Sholom Home Owners Don't Get City Bonds
Wednesday, February 01, 2017 1:35 PM
Architect Ken Piper explains floor plans for the proposed Como Park Senior Living facility.
The city's Housing and Redevelopment Authority has informed the owners of the former Sholom Home property that they will not get $18 million in tax-exempt bonds that they were seeking to convert the abandoned nursing home on Midway Parkway into an assisted living facility for 168 residents.
Carlson CRE, the developers of the former Sholom Home property, was seeking the tax-exempt bonds to provide about half the funding necessary to convert the abandoned nursing home into a facility tentatively named Como Park Senior Living. The property has been vacant since 2009.
David Grzan, president and CEO of the Carlson CRE Group, said in an email to District 10: "We will continue to move forward and hope that this material setback does not render itself fatal to the project."
The District 10 Como Community Council board voted Feb. 21 to support the request.

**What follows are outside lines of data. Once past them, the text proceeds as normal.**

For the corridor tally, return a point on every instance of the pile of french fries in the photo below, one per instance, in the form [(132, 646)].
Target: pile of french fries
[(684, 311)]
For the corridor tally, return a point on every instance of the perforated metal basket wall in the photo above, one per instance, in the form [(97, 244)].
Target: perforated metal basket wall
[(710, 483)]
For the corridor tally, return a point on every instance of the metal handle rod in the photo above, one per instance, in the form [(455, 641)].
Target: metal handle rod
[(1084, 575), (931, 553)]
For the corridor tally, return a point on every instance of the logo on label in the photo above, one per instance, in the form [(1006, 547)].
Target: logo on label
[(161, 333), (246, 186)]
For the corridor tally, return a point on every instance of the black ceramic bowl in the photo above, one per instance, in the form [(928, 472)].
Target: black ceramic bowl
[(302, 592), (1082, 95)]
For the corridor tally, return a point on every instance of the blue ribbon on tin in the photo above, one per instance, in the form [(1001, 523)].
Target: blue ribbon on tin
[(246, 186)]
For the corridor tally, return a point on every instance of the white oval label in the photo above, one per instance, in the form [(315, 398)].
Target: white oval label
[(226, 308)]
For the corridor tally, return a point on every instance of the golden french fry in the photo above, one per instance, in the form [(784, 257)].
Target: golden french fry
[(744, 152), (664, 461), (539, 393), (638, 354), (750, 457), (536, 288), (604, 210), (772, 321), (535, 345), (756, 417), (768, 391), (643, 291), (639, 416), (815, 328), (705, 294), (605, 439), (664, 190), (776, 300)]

However, HRA received more requests for bonds than it is legally allowed to issue; the Como Park project lost out in the HRA's competitive evaluation process.
The developers told District 10 they intend to gut the four buildings at 1554 Midway Parkway. The nursing home, which could house more than 360 residents, instead would be converted into 143 one-bedroom assisted-living suites, and 25 studio units for memory care. They also plan noticeable exterior upgrades, especially to the original 1929 building. “We’re trying to bring back some of the character of the building,” said Ken Piper, of Tanek Architects.

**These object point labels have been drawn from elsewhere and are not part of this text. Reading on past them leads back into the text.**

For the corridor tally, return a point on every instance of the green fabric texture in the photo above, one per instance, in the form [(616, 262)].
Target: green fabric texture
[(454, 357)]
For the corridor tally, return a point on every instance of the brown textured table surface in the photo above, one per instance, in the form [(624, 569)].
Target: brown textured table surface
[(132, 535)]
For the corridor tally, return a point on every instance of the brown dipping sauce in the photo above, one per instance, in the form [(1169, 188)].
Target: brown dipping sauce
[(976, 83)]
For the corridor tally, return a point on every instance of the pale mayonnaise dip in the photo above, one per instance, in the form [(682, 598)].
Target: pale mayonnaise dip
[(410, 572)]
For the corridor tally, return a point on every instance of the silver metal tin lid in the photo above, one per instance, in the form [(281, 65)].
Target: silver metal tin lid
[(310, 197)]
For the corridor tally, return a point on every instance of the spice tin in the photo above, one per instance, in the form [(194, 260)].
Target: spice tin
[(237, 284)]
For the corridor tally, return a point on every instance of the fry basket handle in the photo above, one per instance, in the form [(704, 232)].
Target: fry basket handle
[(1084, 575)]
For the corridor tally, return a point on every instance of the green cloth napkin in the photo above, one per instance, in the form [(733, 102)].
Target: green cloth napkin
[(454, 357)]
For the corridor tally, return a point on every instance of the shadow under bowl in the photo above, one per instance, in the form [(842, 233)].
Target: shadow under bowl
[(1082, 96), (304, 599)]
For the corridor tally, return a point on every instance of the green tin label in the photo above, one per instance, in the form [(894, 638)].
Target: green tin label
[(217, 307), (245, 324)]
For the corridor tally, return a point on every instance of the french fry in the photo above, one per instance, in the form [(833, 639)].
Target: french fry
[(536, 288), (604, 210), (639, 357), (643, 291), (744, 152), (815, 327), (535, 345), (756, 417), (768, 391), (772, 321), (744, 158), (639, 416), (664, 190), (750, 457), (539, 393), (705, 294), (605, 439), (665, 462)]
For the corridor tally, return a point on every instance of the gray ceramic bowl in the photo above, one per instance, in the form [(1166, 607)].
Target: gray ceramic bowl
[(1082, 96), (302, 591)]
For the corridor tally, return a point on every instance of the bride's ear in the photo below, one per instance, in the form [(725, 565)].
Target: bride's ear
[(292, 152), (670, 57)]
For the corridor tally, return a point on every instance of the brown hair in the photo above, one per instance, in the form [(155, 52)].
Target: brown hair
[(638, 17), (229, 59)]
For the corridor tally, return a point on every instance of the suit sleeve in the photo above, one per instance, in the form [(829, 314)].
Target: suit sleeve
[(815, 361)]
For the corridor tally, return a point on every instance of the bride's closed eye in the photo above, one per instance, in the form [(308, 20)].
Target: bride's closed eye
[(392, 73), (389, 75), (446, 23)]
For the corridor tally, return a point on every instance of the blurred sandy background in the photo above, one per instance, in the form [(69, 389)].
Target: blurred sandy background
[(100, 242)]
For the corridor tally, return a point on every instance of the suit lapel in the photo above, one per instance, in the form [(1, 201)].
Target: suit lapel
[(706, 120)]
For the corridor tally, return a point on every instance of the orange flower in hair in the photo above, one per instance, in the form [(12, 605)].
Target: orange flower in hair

The site would retain 57 parking spots, which developers say meets city code requirements.
Mix of market-rate and affordable units
Stephanie Hawkinson, of the Landon Group, said that of the 168 total units, 45 would be market-rate apartments renting for about $2,700 a month. The remaining units would qualify as affordable housing for seniors, she said, with subsidized rents ranging from $751-$891 a month. Under terms of the tax-exempt bonds, the rents must qualify as “affordable” for 30 years, she said.

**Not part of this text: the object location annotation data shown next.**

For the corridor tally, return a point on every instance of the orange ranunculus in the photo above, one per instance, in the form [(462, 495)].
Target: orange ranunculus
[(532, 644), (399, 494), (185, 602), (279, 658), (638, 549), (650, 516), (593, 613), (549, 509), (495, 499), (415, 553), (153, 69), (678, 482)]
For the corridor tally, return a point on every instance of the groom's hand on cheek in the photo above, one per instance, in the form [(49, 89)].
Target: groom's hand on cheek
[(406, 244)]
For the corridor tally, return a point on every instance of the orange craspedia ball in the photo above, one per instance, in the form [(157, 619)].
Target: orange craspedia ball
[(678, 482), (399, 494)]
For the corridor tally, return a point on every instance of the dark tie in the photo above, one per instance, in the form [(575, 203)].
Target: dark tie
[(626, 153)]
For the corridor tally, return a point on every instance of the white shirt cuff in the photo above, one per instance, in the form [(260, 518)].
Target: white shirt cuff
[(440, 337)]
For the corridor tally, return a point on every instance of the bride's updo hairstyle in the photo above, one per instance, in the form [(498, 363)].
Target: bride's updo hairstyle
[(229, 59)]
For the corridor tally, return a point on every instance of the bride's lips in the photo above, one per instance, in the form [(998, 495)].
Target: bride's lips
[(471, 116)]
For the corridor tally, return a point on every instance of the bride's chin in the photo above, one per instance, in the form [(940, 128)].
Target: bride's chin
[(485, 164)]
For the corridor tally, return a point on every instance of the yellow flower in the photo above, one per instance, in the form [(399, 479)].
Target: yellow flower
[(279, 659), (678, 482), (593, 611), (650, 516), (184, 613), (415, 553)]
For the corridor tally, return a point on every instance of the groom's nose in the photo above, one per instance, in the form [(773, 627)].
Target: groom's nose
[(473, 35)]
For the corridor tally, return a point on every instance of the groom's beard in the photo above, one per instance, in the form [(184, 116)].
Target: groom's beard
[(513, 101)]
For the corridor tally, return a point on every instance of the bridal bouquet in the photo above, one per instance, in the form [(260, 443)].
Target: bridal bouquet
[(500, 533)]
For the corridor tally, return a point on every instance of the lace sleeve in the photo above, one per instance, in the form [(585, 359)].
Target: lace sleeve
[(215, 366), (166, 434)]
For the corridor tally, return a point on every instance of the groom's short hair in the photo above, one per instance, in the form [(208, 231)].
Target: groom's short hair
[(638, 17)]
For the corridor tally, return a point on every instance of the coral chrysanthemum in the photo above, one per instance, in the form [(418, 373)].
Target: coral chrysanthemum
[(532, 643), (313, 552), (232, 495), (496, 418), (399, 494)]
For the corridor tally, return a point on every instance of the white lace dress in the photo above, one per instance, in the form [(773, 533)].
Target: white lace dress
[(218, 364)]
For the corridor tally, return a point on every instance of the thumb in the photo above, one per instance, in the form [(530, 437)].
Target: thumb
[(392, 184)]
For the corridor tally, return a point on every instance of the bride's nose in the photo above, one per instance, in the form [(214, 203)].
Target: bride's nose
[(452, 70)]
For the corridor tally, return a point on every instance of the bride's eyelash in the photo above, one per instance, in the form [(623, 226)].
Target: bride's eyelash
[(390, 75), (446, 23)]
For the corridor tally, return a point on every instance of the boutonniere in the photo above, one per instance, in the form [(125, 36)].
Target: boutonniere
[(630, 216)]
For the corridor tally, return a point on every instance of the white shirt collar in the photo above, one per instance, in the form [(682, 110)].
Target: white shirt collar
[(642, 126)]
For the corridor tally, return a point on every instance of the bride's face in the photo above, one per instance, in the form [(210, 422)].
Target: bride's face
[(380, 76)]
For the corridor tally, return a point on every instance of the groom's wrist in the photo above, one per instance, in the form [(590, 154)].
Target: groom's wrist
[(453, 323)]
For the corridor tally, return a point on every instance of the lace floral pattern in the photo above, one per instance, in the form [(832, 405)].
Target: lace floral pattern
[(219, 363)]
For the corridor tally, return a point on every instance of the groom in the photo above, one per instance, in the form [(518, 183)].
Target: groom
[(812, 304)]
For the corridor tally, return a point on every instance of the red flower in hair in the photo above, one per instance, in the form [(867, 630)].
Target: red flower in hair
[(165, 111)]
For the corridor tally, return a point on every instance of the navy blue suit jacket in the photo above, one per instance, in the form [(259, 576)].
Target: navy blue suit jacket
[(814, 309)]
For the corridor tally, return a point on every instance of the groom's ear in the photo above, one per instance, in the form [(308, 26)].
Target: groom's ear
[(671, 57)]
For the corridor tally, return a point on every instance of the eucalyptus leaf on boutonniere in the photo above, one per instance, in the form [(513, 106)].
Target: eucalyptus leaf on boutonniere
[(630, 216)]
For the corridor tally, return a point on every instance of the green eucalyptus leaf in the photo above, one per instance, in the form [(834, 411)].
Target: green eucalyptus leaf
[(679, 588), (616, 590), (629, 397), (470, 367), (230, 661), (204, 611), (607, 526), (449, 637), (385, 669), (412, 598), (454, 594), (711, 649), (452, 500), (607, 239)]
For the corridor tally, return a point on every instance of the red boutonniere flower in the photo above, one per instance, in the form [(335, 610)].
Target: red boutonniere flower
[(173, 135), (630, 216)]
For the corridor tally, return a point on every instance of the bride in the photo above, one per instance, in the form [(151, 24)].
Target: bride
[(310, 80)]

Dave Carr, of Graham Construction, said that if the bonds were approved, construction could have begun this May and the first residents could have moved in fall 2018. Asbestos remediation actually started in March.
City has more requests than money
The tax-exempt feature of the city bonds is desirable, Hawkinson said, because it makes the project more attractive to other investors. However, the city must work within state-imposed caps of how much tax-exempt bonding it can issue, and requests to the city exceeded the legal cap, Hawkinson said. That means Como Park’s request was competing with other projects.
Before the city issued its decision, she said not receiving the bonds likely could cost the project $5 million short and delay renovation at least 12-18 months.
Under the terms of revenue conduit bonds, Saint Paul is not on the hook for any money because revenue from the project pays off the bonds, said Jenny Wolfe, director of housing for the city’s Department of Planning and Economic Development.